Ten oosten van het plangebied ligt een waterwingebied. Het plangebied ligt daarom geheel in een boringsvrije zone. Deze zone is ingesteld ter bescherming van het grondwater ten behoeve van de drinkwatervoorziening. In de provinciale Milieuverordening is bepaald dat bij ontwikkelingen rekening gehouden dient te worden met de boringsvrije zone. Bepaalde functies of activiteiten zijn verboden in deze gebieden of krijgen beperkingen opgelegd.
Figuur 4.3 Grondwaterbeschermingsgebied (Provinciale Milieuverordening)
Afvalwaterketen en riolering
Het plangebied is in de huidige situatie niet aangesloten op een rioolstelsel.
Toekomstige situatie
Algemeen
De ontwikkeling in het plangebied bestaat uit de realisatie van in totaal 10 woningen.
Waterkwantiteit
Bij een toename in verhard oppervlak dient deze toename gecompenseerd te worden. De compensatie-eis van het hoogheemraadschap is dat 15% van de toename in verharding gecompenseerd dient te worden bij een toename in verharding boven de 500 m².
Door de beoogde ontwikkeling ontstaat er een toename in verharding van circa 1.020 m2 (woningtype A: 11,75*7,5+4*4+6,5*9; woningtype B: 12*6,5+8*12,5+4*6; woningtype C: (12*9)*3; woningtype Maria Montessoristraat: 15*3+4,5*15+9*24). Voor de ontwikkeling dient dus circa 150 m2 oppervlaktewater te worden aangelegd. De benodigde watercompensatie wordt in een later stadium van het plan verder uitgewerkt. Één van de opties die bekeken wordt is het graven van een vijver.
Watersysteemkwaliteit en ecologie
Ter voorkoming van diffuse verontreinigingen van water en bodem geldt een verbod op het toepassen van zink, lood, koper en PAK's-houdende bouwmaterialen.

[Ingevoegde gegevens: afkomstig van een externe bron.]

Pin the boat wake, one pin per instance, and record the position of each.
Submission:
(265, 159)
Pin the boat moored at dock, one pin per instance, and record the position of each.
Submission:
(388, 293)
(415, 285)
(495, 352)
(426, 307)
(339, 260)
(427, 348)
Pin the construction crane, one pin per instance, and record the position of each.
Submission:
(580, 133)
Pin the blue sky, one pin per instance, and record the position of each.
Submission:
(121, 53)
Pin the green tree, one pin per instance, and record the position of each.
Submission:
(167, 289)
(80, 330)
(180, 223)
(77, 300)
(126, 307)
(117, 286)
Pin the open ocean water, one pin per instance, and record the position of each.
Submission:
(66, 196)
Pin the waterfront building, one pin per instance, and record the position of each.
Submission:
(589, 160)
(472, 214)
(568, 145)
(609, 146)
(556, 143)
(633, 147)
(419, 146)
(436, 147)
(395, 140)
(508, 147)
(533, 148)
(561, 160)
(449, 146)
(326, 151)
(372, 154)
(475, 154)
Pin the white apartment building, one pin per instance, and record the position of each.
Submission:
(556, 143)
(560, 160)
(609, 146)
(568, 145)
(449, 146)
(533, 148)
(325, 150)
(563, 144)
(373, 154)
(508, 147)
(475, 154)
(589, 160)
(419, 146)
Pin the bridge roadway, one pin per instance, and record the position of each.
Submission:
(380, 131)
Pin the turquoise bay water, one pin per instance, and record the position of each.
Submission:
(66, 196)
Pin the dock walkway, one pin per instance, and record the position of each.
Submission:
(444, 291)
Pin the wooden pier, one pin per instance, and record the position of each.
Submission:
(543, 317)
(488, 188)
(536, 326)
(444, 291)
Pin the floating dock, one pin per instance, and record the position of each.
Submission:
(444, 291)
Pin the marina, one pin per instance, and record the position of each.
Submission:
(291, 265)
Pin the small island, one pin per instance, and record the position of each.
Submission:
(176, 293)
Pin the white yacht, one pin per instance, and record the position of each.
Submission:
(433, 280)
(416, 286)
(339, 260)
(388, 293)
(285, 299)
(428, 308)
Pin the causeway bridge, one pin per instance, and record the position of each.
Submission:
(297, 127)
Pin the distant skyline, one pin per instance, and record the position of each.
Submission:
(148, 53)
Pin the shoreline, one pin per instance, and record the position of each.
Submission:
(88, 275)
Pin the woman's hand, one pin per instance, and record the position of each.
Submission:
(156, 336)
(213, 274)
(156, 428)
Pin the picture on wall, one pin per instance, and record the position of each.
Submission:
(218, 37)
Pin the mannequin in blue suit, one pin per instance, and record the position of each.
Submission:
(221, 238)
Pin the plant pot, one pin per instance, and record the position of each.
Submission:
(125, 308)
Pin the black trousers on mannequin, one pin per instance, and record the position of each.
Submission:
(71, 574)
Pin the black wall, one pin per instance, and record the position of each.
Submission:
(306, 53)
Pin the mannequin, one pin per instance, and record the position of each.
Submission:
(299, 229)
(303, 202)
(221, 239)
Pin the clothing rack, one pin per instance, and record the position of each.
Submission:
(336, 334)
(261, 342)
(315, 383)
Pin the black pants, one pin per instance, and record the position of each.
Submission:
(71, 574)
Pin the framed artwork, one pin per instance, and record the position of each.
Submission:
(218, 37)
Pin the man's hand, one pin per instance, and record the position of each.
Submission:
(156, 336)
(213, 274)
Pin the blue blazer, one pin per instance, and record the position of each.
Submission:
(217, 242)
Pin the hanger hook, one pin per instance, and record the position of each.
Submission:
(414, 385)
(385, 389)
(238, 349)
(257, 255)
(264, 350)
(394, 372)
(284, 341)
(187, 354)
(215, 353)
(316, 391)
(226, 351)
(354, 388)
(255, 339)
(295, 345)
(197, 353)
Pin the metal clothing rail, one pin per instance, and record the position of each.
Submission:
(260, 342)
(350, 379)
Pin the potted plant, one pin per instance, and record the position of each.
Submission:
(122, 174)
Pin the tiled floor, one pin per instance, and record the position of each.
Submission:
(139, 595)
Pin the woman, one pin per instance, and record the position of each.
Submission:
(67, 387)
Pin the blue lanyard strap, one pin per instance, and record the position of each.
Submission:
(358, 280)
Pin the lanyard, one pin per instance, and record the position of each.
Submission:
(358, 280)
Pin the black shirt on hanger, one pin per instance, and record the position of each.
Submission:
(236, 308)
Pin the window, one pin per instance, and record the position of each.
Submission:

Afvalwaterketen en riolering
Conform de Leidraad Riolering en vigerend waterschapsbeleid, is het voor nieuwbouw gewenst een gescheiden rioleringsstelsel aan te leggen zodat schoon hemelwater niet bij een rioolzuiveringsinstallatie terechtkomt. Afvalwater wordt aangesloten op de bestaande gemeentelijke riolering. Voor hemelwater wordt de volgende voorkeursvolgorde aangehouden:
Waterbeheer
Voor aanpassingen aan het bestaande watersysteem dient bij het hoogheemraadschap vergunning te worden aangevraagd op grond van de 'Keur'. Dit geldt dus bijvoorbeeld voor het graven van nieuwe watergangen, het aanbrengen van een stuw of het afvoeren van hemelwater naar het oppervlaktewater. In de Keur is ook geregeld dat een beschermingszone voor watergangen en waterkeringen in acht dient te worden genomen. Dit betekent dat binnen de beschermingszone niet zonder ontheffing van het hoogheemraadschap gebouwd, geplant of opgeslagen mag worden. De genoemde bepaling beoogt te voorkomen dat de stabiliteit, het profiel en/of de veiligheid wordt aangetast, de aan- of afvoer en/of berging van water wordt gehinderd dan wel het onderhoud wordt gehinderd. Voor de onderhavige woningbouw is dan ook een ontheffing noodzakelijk. Ook voor het onderhoud gelden bepalingen uit de 'Keur'. Het onderhoud en de toestand van de (hoofd)watergangen worden tijdens de jaarlijkse schouw gecontroleerd en gehandhaafd.
Conclusie
De ontwikkeling heeft geen negatieve gevolgen voor het waterhuishoudkundige systeem ter plaatse.